James Fallows eloquently sums up the worst bits of American culture, in the wake of Sunday's mass shooting in Las Vegas:
I am an optimist about most aspects of America’s resilience and adaptability, but not about reversing America’s implicit decision to let these killings go on.
Decision? Yes. Other advanced societies have outbreaks of mass-shooting gun violence. Scotland, in 1996. Australia, in 1996 as well. Norway in 2011. But only in the United States do they come again and again and again.
No other society allows the massacres to keep happening. Everyone around the world knows this about the United States. It is the worst aspect of the American national identity.
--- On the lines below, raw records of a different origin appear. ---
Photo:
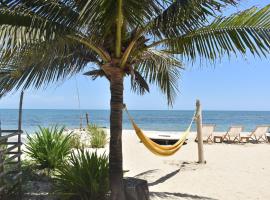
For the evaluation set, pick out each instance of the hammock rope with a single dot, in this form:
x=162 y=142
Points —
x=156 y=148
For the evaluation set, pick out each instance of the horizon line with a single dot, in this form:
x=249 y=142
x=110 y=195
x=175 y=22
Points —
x=76 y=109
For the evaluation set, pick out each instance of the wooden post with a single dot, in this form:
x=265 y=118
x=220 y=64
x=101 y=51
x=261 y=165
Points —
x=20 y=143
x=199 y=132
x=1 y=159
x=87 y=118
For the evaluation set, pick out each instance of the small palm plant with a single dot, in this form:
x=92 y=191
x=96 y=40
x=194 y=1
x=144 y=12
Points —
x=98 y=136
x=148 y=41
x=85 y=176
x=49 y=147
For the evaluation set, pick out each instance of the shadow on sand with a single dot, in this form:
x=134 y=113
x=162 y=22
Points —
x=168 y=195
x=164 y=178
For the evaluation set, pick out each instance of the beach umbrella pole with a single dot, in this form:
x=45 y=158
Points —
x=199 y=132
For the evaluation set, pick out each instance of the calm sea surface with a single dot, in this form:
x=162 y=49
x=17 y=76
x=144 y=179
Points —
x=147 y=120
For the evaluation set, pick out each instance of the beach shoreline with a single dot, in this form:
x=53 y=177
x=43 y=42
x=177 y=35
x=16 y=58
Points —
x=232 y=171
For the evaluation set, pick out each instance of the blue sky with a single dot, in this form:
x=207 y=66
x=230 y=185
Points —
x=238 y=84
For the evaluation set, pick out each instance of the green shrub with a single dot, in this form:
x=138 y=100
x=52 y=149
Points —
x=48 y=147
x=76 y=142
x=85 y=176
x=98 y=136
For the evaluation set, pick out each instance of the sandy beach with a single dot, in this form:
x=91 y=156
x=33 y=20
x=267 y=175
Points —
x=232 y=171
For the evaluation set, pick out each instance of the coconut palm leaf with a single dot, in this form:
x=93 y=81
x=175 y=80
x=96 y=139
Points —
x=249 y=30
x=162 y=69
x=182 y=16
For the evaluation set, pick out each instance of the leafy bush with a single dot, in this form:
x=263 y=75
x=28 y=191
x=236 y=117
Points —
x=98 y=136
x=85 y=176
x=48 y=147
x=76 y=142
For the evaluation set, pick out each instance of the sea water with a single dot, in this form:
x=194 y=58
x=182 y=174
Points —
x=159 y=120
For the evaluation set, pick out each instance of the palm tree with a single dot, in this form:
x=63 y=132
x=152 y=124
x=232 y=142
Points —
x=48 y=41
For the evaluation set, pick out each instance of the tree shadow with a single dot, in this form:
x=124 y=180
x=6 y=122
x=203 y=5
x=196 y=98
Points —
x=164 y=178
x=146 y=173
x=169 y=195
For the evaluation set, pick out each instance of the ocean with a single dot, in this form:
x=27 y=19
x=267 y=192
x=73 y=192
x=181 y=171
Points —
x=159 y=120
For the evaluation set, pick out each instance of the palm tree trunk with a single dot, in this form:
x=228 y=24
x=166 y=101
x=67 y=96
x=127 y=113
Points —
x=116 y=164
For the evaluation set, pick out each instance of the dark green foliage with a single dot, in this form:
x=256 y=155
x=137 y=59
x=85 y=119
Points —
x=98 y=136
x=48 y=41
x=76 y=142
x=48 y=147
x=84 y=177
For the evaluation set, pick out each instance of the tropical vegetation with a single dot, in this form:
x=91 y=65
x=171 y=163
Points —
x=85 y=176
x=44 y=42
x=48 y=147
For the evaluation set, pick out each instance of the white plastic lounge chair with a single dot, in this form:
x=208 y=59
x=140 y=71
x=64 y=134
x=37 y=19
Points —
x=259 y=134
x=233 y=134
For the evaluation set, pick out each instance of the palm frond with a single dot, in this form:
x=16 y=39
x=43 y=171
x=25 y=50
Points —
x=62 y=12
x=182 y=16
x=249 y=30
x=41 y=64
x=162 y=69
x=18 y=30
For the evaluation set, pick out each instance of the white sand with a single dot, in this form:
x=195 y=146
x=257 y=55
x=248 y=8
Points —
x=233 y=171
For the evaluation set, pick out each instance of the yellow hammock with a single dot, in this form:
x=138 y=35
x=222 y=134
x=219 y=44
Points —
x=156 y=148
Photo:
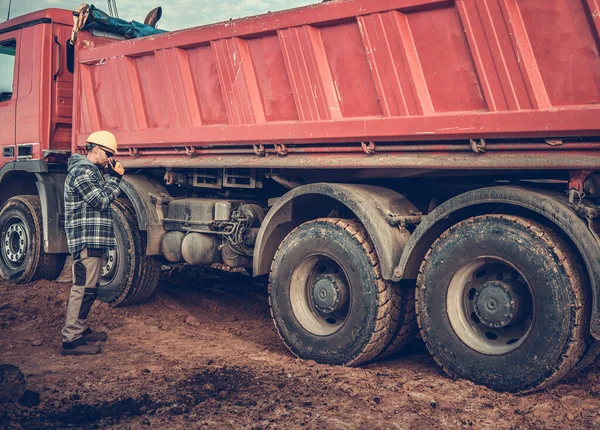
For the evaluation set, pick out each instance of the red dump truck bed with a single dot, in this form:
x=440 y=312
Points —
x=400 y=76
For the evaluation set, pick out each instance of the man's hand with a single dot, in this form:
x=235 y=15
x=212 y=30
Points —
x=115 y=169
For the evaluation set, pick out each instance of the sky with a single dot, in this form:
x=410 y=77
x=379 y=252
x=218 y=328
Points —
x=177 y=14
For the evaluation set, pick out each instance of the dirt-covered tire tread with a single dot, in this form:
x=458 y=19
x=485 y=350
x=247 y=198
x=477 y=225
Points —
x=574 y=350
x=386 y=313
x=144 y=275
x=42 y=265
x=405 y=325
x=50 y=266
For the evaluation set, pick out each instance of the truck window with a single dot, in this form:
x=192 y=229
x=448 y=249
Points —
x=7 y=68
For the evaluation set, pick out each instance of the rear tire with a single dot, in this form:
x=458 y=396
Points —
x=502 y=301
x=22 y=256
x=328 y=300
x=405 y=327
x=130 y=276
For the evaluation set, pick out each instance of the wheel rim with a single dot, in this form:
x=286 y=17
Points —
x=490 y=306
x=109 y=270
x=320 y=295
x=15 y=243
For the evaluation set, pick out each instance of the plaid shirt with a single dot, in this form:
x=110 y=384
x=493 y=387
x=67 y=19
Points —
x=88 y=195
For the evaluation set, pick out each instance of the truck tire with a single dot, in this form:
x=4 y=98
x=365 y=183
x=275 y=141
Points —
x=328 y=300
x=130 y=276
x=405 y=326
x=502 y=301
x=22 y=256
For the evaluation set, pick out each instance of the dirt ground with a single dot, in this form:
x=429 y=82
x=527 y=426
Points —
x=204 y=354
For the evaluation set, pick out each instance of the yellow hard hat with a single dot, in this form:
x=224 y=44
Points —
x=104 y=139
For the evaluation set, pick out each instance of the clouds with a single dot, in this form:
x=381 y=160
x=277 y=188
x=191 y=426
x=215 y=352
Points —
x=177 y=14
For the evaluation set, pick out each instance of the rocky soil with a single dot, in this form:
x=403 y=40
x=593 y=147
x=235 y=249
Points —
x=203 y=353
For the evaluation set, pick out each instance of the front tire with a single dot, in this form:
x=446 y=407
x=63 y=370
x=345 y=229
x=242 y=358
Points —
x=130 y=276
x=22 y=256
x=502 y=301
x=328 y=300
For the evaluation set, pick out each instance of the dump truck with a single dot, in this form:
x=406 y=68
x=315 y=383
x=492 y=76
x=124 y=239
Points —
x=396 y=167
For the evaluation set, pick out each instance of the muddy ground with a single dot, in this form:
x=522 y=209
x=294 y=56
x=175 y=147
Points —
x=204 y=354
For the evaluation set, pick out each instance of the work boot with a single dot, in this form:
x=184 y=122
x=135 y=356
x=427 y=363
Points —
x=91 y=336
x=80 y=347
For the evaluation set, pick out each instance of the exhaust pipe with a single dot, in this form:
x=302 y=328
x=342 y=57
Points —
x=153 y=17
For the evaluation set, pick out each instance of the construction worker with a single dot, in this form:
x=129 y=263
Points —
x=89 y=228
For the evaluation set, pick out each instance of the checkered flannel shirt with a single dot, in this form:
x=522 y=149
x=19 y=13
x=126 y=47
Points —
x=88 y=218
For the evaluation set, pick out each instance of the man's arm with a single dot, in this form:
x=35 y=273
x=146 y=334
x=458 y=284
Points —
x=97 y=194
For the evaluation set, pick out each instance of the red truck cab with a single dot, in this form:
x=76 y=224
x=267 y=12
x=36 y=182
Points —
x=362 y=153
x=36 y=87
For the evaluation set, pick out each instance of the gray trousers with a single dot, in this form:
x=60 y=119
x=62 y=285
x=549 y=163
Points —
x=87 y=271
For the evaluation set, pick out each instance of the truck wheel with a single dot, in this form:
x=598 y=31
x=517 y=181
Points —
x=129 y=276
x=502 y=301
x=405 y=327
x=22 y=256
x=328 y=300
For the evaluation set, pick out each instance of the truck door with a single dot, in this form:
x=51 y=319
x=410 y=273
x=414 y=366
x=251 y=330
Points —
x=8 y=95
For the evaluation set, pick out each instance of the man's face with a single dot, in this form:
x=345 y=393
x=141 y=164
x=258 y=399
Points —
x=102 y=156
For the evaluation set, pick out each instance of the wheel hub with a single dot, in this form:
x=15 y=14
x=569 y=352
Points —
x=502 y=303
x=329 y=293
x=15 y=242
x=109 y=267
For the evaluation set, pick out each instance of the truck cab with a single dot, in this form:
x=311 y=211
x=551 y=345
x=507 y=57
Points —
x=36 y=99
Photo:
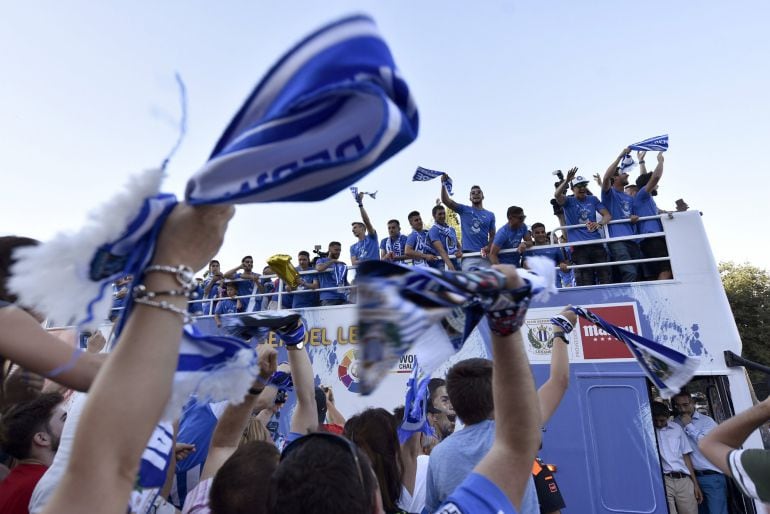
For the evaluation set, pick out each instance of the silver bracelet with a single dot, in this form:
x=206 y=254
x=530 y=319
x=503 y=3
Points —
x=141 y=291
x=183 y=274
x=163 y=304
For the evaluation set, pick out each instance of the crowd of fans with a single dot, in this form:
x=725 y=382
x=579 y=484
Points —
x=612 y=227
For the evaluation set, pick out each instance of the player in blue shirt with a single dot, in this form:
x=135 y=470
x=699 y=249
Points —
x=581 y=209
x=393 y=247
x=307 y=476
x=443 y=239
x=308 y=282
x=366 y=248
x=418 y=247
x=620 y=205
x=332 y=273
x=644 y=205
x=477 y=225
x=514 y=235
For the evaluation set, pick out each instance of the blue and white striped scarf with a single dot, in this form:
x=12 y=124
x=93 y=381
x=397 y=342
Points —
x=667 y=369
x=653 y=144
x=423 y=174
x=330 y=111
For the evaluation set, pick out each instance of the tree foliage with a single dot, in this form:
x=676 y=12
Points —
x=748 y=291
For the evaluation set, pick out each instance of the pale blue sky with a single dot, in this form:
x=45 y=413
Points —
x=507 y=92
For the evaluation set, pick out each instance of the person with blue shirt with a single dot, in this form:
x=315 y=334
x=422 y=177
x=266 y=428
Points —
x=306 y=478
x=211 y=286
x=443 y=238
x=332 y=273
x=644 y=205
x=247 y=282
x=393 y=247
x=581 y=209
x=477 y=225
x=366 y=248
x=620 y=205
x=514 y=235
x=307 y=282
x=418 y=247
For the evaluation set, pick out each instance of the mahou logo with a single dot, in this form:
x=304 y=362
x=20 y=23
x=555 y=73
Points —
x=597 y=344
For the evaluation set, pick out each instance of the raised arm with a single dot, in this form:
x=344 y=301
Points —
x=235 y=418
x=560 y=193
x=128 y=397
x=607 y=179
x=365 y=216
x=25 y=342
x=552 y=391
x=445 y=198
x=305 y=418
x=640 y=157
x=517 y=414
x=656 y=175
x=731 y=434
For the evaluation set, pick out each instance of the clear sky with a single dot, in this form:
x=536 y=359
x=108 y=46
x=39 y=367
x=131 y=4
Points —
x=508 y=91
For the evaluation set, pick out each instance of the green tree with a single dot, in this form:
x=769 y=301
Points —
x=748 y=291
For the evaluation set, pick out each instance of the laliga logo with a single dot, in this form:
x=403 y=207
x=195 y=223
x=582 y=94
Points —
x=348 y=371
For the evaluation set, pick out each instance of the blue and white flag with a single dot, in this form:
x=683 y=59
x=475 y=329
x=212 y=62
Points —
x=426 y=311
x=627 y=163
x=329 y=111
x=355 y=192
x=423 y=174
x=667 y=369
x=653 y=144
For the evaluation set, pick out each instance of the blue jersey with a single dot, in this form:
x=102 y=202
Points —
x=507 y=238
x=579 y=213
x=620 y=206
x=644 y=205
x=475 y=225
x=477 y=495
x=445 y=235
x=302 y=300
x=397 y=246
x=229 y=306
x=365 y=249
x=334 y=276
x=420 y=243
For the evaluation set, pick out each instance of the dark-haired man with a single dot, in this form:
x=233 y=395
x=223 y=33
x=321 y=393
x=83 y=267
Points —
x=514 y=235
x=418 y=247
x=332 y=273
x=29 y=432
x=443 y=238
x=710 y=479
x=247 y=282
x=307 y=282
x=477 y=225
x=312 y=467
x=393 y=247
x=581 y=209
x=682 y=490
x=365 y=249
x=469 y=385
x=644 y=205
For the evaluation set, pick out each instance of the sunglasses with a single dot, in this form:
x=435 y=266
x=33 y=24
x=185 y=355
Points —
x=340 y=441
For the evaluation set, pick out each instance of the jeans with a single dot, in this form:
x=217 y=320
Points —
x=624 y=251
x=714 y=489
x=591 y=254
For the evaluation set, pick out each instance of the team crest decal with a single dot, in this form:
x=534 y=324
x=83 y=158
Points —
x=348 y=371
x=540 y=337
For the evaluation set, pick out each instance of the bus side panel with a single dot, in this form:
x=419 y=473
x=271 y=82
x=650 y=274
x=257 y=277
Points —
x=602 y=440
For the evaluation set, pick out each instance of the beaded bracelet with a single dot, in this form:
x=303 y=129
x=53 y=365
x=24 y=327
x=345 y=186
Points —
x=163 y=304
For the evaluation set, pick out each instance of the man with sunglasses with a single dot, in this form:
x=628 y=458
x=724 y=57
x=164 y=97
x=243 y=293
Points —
x=323 y=472
x=514 y=235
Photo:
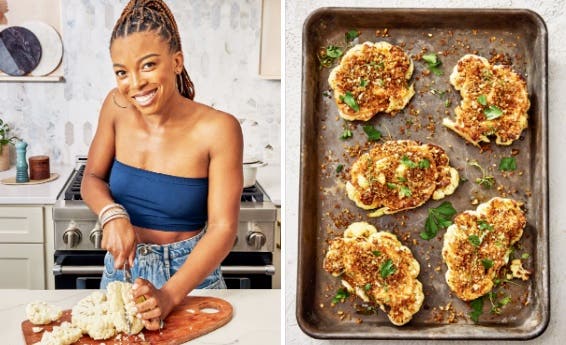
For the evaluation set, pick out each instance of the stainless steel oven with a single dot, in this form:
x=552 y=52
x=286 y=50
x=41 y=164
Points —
x=79 y=260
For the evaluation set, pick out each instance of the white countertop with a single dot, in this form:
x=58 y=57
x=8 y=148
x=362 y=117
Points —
x=553 y=13
x=269 y=177
x=250 y=325
x=36 y=194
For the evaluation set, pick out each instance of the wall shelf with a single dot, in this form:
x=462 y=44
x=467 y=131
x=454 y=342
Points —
x=44 y=79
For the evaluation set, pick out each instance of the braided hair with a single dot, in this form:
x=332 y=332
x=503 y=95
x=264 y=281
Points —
x=155 y=16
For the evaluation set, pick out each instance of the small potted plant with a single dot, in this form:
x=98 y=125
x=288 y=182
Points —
x=5 y=139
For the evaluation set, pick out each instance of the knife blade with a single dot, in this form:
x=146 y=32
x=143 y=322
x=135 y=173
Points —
x=127 y=279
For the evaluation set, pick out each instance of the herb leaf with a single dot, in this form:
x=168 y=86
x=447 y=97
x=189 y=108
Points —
x=486 y=181
x=433 y=63
x=492 y=112
x=477 y=309
x=484 y=225
x=350 y=101
x=406 y=161
x=372 y=133
x=334 y=51
x=347 y=133
x=424 y=163
x=387 y=268
x=487 y=263
x=351 y=35
x=438 y=218
x=405 y=191
x=474 y=240
x=340 y=296
x=508 y=164
x=327 y=56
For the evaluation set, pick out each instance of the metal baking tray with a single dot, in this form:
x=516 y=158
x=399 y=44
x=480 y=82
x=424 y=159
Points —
x=520 y=36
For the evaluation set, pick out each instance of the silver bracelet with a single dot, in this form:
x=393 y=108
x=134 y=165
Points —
x=112 y=217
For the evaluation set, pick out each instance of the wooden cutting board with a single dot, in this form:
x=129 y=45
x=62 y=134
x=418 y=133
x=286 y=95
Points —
x=194 y=317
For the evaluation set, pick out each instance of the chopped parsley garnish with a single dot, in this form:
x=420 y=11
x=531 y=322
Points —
x=424 y=163
x=405 y=191
x=486 y=181
x=406 y=161
x=492 y=112
x=484 y=225
x=372 y=133
x=340 y=296
x=497 y=305
x=438 y=92
x=508 y=164
x=352 y=35
x=391 y=185
x=346 y=133
x=477 y=309
x=487 y=263
x=438 y=218
x=387 y=268
x=433 y=63
x=328 y=55
x=350 y=101
x=377 y=65
x=334 y=51
x=474 y=240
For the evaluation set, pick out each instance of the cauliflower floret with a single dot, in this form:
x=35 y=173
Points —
x=518 y=270
x=101 y=315
x=41 y=313
x=65 y=334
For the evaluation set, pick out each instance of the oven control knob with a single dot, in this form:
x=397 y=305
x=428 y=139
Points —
x=256 y=239
x=72 y=237
x=95 y=236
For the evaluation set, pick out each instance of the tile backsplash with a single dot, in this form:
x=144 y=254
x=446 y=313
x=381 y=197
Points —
x=221 y=46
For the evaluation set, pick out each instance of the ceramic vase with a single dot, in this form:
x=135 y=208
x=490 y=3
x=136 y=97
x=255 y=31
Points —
x=4 y=157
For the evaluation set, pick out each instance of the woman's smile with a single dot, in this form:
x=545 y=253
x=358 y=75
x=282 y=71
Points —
x=145 y=99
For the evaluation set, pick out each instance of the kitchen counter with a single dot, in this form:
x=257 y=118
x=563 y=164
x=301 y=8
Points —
x=249 y=324
x=553 y=13
x=37 y=194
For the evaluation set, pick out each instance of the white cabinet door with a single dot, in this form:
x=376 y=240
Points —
x=22 y=266
x=21 y=224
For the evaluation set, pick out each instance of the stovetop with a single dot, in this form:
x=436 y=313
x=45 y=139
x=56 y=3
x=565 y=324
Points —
x=255 y=193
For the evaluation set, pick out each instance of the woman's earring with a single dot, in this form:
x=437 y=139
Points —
x=114 y=100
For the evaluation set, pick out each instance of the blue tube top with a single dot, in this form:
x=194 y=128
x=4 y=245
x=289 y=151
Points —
x=159 y=201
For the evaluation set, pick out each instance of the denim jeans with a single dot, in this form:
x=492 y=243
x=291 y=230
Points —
x=157 y=263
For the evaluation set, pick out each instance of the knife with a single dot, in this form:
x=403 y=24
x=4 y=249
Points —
x=127 y=279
The identity of the shooter doesn’t affect how many people are dead or how grievously their families and communities are wounded. But we know that everything about the news coverage and political response would be different, depending on whether the killer turns out to be “merely” a white American man with a non-immigrant-sounding name.
These people are indeed deranged and angry and disturbed, and the full story of today’s killer is not yet known. It is possible that he will prove to have motives or connections beyond whatever was happening in his own mind (as Graeme Wood explains). But we know that if the killers were other than whites with “normal” names, the responsibility for their crime would not be assigned solely to themselves and their tortured psyches.
I've just finished Ta-Nehisi Coates' essay "The First White President." Combined with Trump's performance today in Puerto Rico, and our inability as a polity to slow—let alone stop—gun violence, makes me despair for my country.